Back in the days (1903) when a president could actually go off on a camping trip alone with a famous author and naturalist, President Teddy Roosevelt (Teedie) asked naturalist John Muir (Johnnie) to take him on a camping trip, and the rest was history. After Teedie’s and Johnnie’s journey through Yosemite, President Roosevelt became more than an outdoorsman; he “turned . . . into one of nature’s fiercest protectors. Roosevelt pushed Congress to pass laws saving the wilderness. He failed at first, but that didn’t stop him. He created national parks, wildlife sanctuaries, and national forests.”

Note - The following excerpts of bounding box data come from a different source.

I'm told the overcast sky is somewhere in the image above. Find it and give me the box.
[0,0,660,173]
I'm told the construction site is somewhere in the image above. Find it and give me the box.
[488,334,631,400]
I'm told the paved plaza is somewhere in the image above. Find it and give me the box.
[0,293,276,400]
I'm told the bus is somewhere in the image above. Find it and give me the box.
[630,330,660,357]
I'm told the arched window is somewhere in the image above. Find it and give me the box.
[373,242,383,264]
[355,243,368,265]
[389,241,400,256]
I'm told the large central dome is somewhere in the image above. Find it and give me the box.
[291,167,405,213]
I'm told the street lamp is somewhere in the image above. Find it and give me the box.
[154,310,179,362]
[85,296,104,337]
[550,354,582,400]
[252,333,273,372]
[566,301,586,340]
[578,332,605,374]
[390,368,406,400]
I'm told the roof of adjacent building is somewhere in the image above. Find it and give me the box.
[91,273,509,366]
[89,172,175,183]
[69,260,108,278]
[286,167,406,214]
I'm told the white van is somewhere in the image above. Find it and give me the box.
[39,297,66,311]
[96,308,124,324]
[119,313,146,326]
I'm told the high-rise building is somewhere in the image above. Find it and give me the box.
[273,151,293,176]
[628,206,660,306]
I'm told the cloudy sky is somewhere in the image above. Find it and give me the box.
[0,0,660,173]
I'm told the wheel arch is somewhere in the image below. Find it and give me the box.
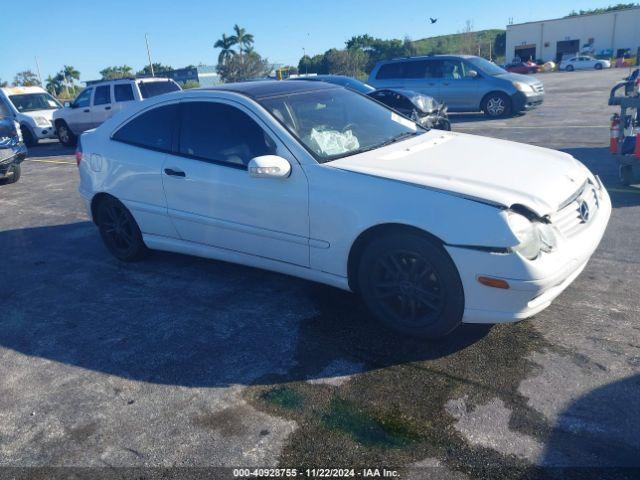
[480,90,512,111]
[347,223,445,293]
[91,192,118,225]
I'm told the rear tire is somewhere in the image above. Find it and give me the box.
[96,197,149,262]
[56,121,78,147]
[0,165,22,185]
[482,92,512,118]
[358,232,464,338]
[20,125,38,147]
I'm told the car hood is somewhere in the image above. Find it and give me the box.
[326,130,590,217]
[21,110,57,121]
[495,72,540,85]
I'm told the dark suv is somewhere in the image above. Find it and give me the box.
[368,55,544,117]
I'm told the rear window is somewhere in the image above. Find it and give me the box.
[113,83,133,102]
[138,80,180,98]
[112,103,178,152]
[376,62,402,80]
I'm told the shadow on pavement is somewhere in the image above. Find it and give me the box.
[542,375,640,468]
[0,222,489,387]
[27,140,75,161]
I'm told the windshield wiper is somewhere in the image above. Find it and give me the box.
[373,130,424,148]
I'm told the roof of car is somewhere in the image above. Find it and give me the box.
[378,54,477,64]
[203,80,339,100]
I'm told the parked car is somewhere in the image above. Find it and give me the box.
[293,75,451,130]
[368,55,544,117]
[0,104,27,185]
[558,55,611,72]
[77,80,611,336]
[0,87,62,146]
[53,77,181,146]
[505,61,540,75]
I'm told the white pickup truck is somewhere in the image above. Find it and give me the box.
[53,77,181,146]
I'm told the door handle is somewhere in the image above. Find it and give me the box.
[164,168,187,177]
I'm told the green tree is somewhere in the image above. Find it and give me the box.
[230,23,254,55]
[138,63,174,77]
[213,33,236,64]
[45,74,62,96]
[100,65,133,80]
[216,52,273,82]
[13,70,40,87]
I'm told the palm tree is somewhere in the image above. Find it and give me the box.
[231,23,253,55]
[45,75,61,95]
[60,65,80,96]
[213,33,236,63]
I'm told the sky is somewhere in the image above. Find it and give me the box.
[0,0,616,82]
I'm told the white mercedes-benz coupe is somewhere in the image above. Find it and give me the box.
[76,81,611,337]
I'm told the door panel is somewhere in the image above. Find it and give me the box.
[162,101,309,266]
[91,85,113,128]
[440,59,482,111]
[65,87,93,135]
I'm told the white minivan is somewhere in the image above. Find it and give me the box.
[0,87,62,147]
[53,77,181,146]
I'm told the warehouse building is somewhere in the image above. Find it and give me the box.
[506,7,640,62]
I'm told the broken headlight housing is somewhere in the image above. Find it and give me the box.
[507,210,558,260]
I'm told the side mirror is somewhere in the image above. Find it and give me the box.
[249,155,291,178]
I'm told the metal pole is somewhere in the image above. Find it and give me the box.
[34,56,43,86]
[144,33,155,77]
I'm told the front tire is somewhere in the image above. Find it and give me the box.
[20,125,38,147]
[482,92,512,118]
[96,197,149,262]
[358,232,464,338]
[56,121,78,147]
[0,165,22,185]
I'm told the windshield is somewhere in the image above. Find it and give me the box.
[260,88,425,163]
[9,93,62,112]
[138,80,180,98]
[467,57,508,77]
[325,77,375,95]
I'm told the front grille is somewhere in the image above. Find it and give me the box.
[550,182,600,238]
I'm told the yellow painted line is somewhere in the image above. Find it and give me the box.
[26,158,76,165]
[605,187,640,195]
[451,125,609,130]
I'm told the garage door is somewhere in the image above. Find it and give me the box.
[556,40,580,63]
[516,45,536,62]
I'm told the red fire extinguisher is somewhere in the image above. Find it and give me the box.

“Teedie” Roosevelt is my favorite president, and this story of his encounter with Johnnie Muir and the wilderness of Yosemite is a colorful and fascinating introduction to Roosevelt’s ideas and his personality. (“Bully!” said Teedie, stretching. “What a glorious day!”) It also introduces children to the concept of nature conservation and even the political concept of changing the president’s mind and direction by a little well-placed lobbying for a good cause. (Maybe someone needs to take our current president on a camping trip?)
There’s a touch of generalized “spirituality” in the imagined dialog between Teedie and Johnnie: “Everywhere nature sang her melody. Can you hear it?” And, of course, Muir adheres to the tenets of “old earth” geology: “a massive river of slow-moving ice carved the rock beneath them millions of years before.” Teedie is said to depend on “John Muir’s spirit as his guide” as the president goes about his work in preserving American parks and wildlife. However, these are minor and personal quibbles, things I would have worded differently, that don’t spoil the overall beauty and message of the book at all.
If you or your child is a fan of TR or John Muir or just a nature lover or even a wannabe naturalist, this book serves up a great slice of American history. The imagined dialog is taken from Muir’s books and from newspaper accounts of the famous camping trip.